Ok, so I guess that makes me Switzerland - neutral, into fondue and chocolate. I'm passionate too and I often want to post that blistering response that I have ready to type, but I guess when it comes down to it, I'm just not into graffiti.


rosemary said...

I did both...the difference? As a stay at home mom I didn't get a paper paycheck. Both situations were hard work, very little me time and add to that I was a single parent.

imakecutestuff said...

I'm with you -- The Swiss have it all...fondue, chocolate (cheese?). Those crazy forums are sort of like Jerry Springer for crafty people, no? Love your blog!

Sling said...

Okay,let me get this straight...
There is a matter of contention between Those that knit,and those that crochet??
My grandmother used to crochet the most delicate doilies,and tableclothes,in defiance of her ever present arthritis..
A thing of beauty is a joy forever!
My mom knitted marvelous afghans.
Multi-colored works of warmth,and comfort.
It's a win-win situation. :)

Doralong said...

Having been both- can't we all just respect one another's choices and get along??

Malone! said...

I love telling people that I am a CEO of Childhood Development, CFO of the Bank of Malone, Chef, Certified Driver, Therapist, Teacher, Doctor, Nurse- everything! And I get paid with lots of love, no paycheck. I've done both and this job is better. Actually, it's not a job it is an adventure. My oldest starts High School next year and the youngest the following. I think my next 'job' will be working at the High School to stay close to my growing young ladies before they leave their Dad & I for life in college.

Lorraine said...

I guess being judgemental is part of human nature...the need to see ourselves as somehow better or more accomplished or whatever than others.

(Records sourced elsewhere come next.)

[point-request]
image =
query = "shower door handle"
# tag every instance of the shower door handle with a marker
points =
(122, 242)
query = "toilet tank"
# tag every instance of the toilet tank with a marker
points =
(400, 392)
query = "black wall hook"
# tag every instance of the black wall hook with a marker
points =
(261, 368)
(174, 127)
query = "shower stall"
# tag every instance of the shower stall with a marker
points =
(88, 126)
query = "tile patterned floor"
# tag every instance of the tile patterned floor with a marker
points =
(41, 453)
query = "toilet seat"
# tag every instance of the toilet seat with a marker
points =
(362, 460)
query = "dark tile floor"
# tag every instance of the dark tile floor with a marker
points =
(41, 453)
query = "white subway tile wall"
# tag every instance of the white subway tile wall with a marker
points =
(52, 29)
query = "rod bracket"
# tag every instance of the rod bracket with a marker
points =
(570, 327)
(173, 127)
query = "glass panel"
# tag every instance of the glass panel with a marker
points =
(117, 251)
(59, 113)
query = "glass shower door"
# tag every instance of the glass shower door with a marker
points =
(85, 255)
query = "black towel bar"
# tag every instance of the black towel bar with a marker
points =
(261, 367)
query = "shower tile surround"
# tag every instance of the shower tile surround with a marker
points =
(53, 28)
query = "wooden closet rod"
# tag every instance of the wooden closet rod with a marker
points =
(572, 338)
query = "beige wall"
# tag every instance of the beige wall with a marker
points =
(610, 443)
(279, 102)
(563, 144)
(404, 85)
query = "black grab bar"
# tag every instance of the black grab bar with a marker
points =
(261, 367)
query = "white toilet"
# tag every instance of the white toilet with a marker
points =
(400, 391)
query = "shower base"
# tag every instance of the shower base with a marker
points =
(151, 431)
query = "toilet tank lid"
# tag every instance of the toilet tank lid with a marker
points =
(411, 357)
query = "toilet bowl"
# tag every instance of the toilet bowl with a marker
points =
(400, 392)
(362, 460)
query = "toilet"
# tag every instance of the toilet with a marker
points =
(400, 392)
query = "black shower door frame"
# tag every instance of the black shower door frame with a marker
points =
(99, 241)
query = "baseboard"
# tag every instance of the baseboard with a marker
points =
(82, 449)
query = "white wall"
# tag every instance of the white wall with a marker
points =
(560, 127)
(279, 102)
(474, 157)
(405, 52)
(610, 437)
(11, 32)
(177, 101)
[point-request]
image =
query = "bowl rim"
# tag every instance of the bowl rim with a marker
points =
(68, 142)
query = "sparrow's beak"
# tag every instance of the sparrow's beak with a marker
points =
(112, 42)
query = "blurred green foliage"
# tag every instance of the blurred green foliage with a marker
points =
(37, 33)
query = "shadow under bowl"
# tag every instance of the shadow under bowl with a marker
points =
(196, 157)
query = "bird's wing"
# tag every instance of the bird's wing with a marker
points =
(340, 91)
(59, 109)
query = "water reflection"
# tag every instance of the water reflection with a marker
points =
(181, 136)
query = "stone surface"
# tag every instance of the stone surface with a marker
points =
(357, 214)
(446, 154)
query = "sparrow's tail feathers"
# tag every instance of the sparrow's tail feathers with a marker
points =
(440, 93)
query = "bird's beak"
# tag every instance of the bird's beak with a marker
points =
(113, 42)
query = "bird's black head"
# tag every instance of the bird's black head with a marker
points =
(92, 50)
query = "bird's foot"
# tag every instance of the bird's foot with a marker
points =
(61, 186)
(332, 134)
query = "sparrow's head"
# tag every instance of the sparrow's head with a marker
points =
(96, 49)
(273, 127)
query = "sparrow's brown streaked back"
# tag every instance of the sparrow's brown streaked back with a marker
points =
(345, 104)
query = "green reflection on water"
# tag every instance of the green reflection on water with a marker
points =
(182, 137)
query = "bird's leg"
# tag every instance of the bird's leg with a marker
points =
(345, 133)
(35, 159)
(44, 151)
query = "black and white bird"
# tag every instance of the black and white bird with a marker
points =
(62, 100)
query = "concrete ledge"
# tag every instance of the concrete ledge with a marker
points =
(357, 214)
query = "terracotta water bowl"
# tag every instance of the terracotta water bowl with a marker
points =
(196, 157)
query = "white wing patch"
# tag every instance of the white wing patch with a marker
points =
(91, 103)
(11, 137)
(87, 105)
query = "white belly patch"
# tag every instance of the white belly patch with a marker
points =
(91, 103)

I'm glad you're Switzerland.

JafaBrit's Art said...

I think it goes to show that sahm are as diverse (thank goodness) as any other group politically, socially, culturally etc. Some people (no matter what walk of life) are just judgmental types. Yes I can tell you I have actually come across someone who knitted who sniffed with contempt at crocheting. I couldn't stop laughing and asking her if she was serious (which she was). I have and do come across this type in the art world all the time, art snobs, elitists. I just smile and say thank goodness I am a jafa.